Industry chiefs have said the Oil and Gas Authority (OGA) can make a telling contribution to efforts to support the North Sea supply chain.
The OGA does not directly regulate the service sector, though it does intend to promote it as part of a drive to make sure the UK continental shelf’s remaining resources are exploited.
Earlier this week it published a strategy to help the UK supply chain boost its turnover by more than £200billion over the next 20 years.
Bill Cattanach, OGA head of supply chain, said providing “visibility” on upcoming projects was an area in which the organisation could distinguish itself.
“If suppliers know what’s coming in the next five years, they can make decisions on investing in people and technology,” Mr Cattanach said.
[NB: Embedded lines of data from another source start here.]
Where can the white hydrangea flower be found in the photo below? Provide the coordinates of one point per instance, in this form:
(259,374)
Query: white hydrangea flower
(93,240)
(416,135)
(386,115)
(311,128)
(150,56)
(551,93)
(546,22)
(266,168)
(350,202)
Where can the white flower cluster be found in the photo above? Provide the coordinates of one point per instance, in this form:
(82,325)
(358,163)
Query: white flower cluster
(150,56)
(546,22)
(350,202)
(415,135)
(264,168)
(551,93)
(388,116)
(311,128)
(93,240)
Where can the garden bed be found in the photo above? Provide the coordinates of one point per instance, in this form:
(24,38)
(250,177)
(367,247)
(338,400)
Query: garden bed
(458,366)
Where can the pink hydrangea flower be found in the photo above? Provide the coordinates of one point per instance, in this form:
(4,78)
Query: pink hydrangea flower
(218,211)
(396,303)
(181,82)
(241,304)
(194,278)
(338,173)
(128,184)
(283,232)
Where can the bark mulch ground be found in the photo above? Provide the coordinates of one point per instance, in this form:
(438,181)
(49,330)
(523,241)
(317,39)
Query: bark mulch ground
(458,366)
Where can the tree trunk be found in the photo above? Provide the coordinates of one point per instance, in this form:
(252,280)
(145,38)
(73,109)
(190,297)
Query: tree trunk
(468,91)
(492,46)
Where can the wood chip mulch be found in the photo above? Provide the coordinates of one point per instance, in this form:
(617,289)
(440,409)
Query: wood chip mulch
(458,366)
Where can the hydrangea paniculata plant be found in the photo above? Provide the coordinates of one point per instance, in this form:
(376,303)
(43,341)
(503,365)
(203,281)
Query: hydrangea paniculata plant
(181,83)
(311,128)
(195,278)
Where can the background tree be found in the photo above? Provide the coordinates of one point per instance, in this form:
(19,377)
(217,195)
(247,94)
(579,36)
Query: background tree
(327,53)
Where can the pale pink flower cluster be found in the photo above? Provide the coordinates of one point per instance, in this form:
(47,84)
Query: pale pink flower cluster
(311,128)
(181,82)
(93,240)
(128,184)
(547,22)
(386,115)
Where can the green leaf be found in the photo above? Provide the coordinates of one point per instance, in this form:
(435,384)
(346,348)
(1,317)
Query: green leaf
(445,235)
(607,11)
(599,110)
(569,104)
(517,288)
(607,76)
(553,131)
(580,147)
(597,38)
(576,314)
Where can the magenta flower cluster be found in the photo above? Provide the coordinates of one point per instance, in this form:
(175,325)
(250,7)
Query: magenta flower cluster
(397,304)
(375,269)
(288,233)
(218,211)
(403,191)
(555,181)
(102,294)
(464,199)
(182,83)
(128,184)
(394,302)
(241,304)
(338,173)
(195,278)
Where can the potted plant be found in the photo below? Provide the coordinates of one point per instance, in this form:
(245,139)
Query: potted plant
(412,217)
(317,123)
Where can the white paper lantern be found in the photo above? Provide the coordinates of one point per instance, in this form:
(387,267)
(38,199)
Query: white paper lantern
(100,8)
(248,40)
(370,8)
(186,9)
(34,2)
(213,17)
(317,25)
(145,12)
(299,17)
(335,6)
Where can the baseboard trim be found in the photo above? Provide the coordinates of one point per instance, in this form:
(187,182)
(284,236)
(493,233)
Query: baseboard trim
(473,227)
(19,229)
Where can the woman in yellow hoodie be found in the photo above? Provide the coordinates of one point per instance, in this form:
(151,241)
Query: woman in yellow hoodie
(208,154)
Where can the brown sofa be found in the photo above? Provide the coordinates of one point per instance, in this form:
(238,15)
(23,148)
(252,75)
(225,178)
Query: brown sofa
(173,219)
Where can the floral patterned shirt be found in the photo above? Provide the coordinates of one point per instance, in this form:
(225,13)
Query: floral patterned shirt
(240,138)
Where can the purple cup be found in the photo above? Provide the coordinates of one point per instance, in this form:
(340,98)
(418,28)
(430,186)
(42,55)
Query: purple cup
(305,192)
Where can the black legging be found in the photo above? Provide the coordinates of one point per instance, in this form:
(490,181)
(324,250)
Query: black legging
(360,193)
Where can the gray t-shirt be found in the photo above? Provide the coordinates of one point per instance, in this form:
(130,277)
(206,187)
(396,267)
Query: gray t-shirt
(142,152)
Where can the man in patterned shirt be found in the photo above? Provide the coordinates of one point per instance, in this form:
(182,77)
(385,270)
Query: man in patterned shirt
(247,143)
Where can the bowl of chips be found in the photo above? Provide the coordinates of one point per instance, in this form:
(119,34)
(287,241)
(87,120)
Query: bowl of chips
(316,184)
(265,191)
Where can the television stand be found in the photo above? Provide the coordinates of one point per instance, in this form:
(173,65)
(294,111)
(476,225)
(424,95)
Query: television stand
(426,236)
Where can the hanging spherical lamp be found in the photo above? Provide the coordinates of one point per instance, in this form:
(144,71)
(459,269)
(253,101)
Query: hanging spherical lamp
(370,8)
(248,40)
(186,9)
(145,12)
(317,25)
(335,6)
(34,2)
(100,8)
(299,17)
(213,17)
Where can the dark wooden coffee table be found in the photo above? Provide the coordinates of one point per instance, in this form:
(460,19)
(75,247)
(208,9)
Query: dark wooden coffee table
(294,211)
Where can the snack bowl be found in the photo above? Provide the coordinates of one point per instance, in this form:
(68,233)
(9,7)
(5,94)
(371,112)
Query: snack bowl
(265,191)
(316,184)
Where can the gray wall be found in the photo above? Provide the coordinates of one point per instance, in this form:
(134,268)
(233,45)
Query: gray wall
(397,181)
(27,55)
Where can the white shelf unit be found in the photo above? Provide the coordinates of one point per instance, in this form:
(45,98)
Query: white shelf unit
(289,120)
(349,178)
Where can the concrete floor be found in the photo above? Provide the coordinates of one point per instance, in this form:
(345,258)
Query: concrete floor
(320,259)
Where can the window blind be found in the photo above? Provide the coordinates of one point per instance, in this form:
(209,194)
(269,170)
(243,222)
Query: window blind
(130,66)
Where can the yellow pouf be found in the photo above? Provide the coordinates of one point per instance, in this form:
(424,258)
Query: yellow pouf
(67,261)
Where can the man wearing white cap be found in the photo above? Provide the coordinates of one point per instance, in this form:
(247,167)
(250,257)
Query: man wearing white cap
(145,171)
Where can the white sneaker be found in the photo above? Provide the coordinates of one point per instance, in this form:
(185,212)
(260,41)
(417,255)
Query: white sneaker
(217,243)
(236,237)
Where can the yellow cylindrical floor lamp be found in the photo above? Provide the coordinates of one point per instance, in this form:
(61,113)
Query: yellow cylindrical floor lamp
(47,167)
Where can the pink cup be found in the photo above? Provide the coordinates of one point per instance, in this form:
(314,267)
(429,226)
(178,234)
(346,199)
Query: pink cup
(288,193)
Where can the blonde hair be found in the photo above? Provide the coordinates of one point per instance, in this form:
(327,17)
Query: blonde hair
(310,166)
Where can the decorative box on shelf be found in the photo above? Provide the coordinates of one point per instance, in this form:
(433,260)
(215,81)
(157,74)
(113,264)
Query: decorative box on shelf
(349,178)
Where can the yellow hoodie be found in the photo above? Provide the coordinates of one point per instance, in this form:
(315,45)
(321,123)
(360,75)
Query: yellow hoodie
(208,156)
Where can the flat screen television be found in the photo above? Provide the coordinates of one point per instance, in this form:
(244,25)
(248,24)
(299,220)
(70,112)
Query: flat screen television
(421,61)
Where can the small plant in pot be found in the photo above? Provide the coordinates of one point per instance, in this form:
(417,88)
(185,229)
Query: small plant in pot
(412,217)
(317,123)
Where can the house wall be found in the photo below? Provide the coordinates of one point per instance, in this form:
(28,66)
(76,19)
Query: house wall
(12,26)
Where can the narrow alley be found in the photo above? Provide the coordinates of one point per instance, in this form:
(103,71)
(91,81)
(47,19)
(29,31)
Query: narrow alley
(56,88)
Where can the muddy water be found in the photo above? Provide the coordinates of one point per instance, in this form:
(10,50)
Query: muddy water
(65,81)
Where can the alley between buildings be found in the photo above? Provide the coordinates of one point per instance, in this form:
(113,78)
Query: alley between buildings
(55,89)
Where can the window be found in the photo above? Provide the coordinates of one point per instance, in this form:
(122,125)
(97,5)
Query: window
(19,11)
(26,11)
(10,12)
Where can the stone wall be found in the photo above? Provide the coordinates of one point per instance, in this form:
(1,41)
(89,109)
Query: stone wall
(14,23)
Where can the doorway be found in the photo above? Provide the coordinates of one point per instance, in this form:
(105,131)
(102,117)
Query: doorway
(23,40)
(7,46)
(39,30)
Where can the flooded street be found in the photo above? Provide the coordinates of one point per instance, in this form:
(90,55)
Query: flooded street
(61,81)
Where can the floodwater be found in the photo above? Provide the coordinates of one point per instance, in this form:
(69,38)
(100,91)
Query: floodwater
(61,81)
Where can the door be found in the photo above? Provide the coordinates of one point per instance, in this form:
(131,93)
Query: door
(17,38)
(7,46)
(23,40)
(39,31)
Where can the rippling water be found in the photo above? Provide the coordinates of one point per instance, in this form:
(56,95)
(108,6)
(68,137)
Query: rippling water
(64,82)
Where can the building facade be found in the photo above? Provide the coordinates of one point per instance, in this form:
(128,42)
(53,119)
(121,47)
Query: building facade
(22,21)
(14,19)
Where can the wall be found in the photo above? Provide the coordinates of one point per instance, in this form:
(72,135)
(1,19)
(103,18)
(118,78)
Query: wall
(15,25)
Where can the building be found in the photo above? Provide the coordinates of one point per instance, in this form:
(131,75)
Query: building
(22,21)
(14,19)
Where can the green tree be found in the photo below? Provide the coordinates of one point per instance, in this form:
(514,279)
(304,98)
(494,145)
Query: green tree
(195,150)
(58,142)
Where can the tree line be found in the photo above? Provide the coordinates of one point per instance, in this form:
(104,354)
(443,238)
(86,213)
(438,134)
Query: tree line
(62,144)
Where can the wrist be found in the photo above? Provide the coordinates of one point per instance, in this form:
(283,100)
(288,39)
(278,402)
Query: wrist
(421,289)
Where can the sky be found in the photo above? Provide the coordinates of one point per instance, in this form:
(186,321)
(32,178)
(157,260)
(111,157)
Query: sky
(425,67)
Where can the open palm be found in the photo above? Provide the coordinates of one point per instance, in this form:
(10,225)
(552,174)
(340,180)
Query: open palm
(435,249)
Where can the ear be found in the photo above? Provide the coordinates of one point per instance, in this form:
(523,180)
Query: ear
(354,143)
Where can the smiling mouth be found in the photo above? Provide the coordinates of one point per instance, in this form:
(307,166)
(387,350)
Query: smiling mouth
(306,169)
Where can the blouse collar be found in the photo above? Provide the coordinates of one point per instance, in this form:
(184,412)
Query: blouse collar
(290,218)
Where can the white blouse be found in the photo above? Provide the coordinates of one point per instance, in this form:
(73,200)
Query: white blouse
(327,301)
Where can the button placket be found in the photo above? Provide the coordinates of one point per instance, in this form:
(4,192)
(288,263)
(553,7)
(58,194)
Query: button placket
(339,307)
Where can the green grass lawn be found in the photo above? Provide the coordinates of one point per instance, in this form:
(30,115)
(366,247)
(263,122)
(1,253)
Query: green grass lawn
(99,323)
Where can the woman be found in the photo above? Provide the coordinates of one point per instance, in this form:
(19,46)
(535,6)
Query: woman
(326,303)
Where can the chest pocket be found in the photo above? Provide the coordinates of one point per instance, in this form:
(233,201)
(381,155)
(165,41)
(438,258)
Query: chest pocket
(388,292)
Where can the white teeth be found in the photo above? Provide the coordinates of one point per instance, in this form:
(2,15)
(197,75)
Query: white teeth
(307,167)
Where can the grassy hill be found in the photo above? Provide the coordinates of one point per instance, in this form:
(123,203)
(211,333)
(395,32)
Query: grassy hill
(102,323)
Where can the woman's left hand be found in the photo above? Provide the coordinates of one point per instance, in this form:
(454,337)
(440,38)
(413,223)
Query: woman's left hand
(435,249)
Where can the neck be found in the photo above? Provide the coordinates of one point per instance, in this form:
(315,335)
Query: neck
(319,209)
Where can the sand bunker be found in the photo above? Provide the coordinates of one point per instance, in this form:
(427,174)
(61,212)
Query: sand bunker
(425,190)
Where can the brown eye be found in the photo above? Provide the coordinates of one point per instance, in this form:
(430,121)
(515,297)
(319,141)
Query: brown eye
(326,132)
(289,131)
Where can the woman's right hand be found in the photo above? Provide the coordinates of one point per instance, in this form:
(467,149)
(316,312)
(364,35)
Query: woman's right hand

Neil Sims, who leads the MER UK supply chain, exports and skills board, said the OGA occupied a “unique space”.
Mr Sims said: “The OGA sits in the centre of everything. We can connect up all the dots. The links and connectivity would not happen without the OGA being there.”
Mr Sims and Mr Cattanach were speaking at MER UK in Practice at the Aberdeen Exhibition and Conference Centre.
The full-day event was aimed at explaining how the OGA intends to regulate, influence and promote the UK continental shelf to maximise economic recovery (MER).
Mr Sims also said it was unreasonable for the supply chain to expect the decommissioning work to fully make up for the drop in North Sea exploration and production.
He said: “I do not think decommissioning is the answer for the supply chain, I really don’t. If you do think that, then you’re missing the point.
“Decommissioning is part of late life asset management, but it’s not the whole story.”